Esta reforma se reconoce como delito la violencia digital, la difusión sin consentimiento de cualquier contenido íntimo sexual que provoque daño psicológico, emocional o en cualquier ámbito de la vida para la persona afectada.

También videograbar, audiograbar, fotografiar, imprimir o elaborar imágenes, audios o videos con contenido íntimo sexual de alguien sin su aprobación y cualquier otro acto que, utilizando las tecnologías, cause daño a la intimidad, privacidad y/o dignidad de las mujeres.

Por estos actos las penas van de tres a seis años de cárcel y a una multa que va de 44 mil 810 a 89 mil 620 pesos.

La pena se eleva al doble si el delito se comete por el cónyuge (o cualquier persona con la que la víctima haya tenido relación sentimental, afectiva o de confianza), por un servidor público o contra una persona que no pueda comprender el significado del hecho o no tenga capacidad de resistirlo, cuando haya beneficios lucrativos o no y cuando las consecuencias del delito impacten contra la integridad o vida de la víctima.

Emma Arteaga, activista del Frente Nacional para la Sororidad Yucatán, celebró que la Ley Olimpia haya sido publicada y se hiciera oficial para todo el país.

La activista añadió que, sin embargo, el trabajo no se termina aquí, pues recordó que la violencia digital suele invisibilizarse pensando que no es real, aunque daña tanto como cualquier otra; además que las víctimas suelen ser señaladas y juzgadas sin pensar en los agresores, por lo que ahora sigue una etapa de vigilancia.

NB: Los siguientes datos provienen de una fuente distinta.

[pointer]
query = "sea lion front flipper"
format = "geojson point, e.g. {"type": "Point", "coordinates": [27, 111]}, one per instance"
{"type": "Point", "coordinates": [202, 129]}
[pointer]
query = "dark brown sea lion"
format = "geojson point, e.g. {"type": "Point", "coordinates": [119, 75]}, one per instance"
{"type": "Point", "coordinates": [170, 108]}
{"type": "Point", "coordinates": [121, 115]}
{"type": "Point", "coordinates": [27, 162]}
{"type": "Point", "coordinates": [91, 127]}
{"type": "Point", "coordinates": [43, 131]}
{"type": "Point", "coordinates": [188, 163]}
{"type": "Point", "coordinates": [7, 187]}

En ese sentido, instó a la prevención, y propuso la impartición de cursos para que las mujeres encuentren maneras de protegerse en la red, así como de educación sexual integral, dado que esta actividad humana se continúa viendo como un tabú y ocasiona que las jóvenes se encuentren desprotegidas, por no tener “información completa”.

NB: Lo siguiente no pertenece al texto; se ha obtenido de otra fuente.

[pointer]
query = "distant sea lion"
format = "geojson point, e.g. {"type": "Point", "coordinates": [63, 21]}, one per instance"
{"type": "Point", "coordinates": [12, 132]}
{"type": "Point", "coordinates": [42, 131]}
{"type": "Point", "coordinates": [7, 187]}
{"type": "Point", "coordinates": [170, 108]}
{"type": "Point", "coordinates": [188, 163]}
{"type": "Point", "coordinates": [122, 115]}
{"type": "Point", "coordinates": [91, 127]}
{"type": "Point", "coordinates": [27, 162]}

Emma Arteaga explicó que se dan muchos casos donde la manipulación de la pareja está presente, como si enviar contenido sexual se tratara de una prueba de amor.

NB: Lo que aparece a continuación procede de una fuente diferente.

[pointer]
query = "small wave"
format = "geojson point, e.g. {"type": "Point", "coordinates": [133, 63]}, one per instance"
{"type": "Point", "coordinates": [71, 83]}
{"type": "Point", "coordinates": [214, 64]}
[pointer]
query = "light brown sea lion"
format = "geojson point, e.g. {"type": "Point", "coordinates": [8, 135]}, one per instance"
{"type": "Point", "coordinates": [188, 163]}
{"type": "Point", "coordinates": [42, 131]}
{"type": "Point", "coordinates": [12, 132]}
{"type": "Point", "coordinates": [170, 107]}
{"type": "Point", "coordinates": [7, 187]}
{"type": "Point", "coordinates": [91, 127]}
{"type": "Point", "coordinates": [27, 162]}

La reforma tuvo su origen en 2014, cuando Olimpia Coral Melo Cruz fue víctima de la difusión de contenido íntimo sexual realizado con su pareja.

Luego de meses de vivir una difícil situación se dio cuenta que no tenía forma de denunciar lo que vivió, ya que era mayor de edad, lo que vivió no se clasificaba como pornografía infantil y no existía ninguna ley que la protegiera.

Ante esta situación de indefensión, Olimpia escribió la iniciativa de ley que ahora es conocida por su nombre y clasifica los delitos contra la intimidad sexual por medios digitales.

Según el Módulo de Ciberacoso (MOCIBA) 2019 del Instituto Nacional de Estadística y Geografía, 23.9 por ciento de la población de 12 años y más que utilizó internet en 2019 fue víctima de acoso, lo que representa a 17.7 millones de personas; de las cuales 8.3 millones fueron hombres (23.5 por ciento) y 9.4 millones fueron mujeres (24.2 por ciento).

Asimismo, las cifras del MOCIBA indican que 36.4 por ciento de las mujeres de 20 a 29 años que utilizaron internet fueron víctimas de ciberacoso, siendo el rango de edad con mayor incidencia, seguido por las mujeres de 12 a 19 años, con 32.7 por ciento.

De las mujeres que fueron víctimas del ciberacoso, MOCIBA indica que 4.3 por ciento recibió insinuaciones o propuestas sexuales; mientras que 33 por ciento de los hombres víctimas de ciberacoso recibió mensajes ofensivos.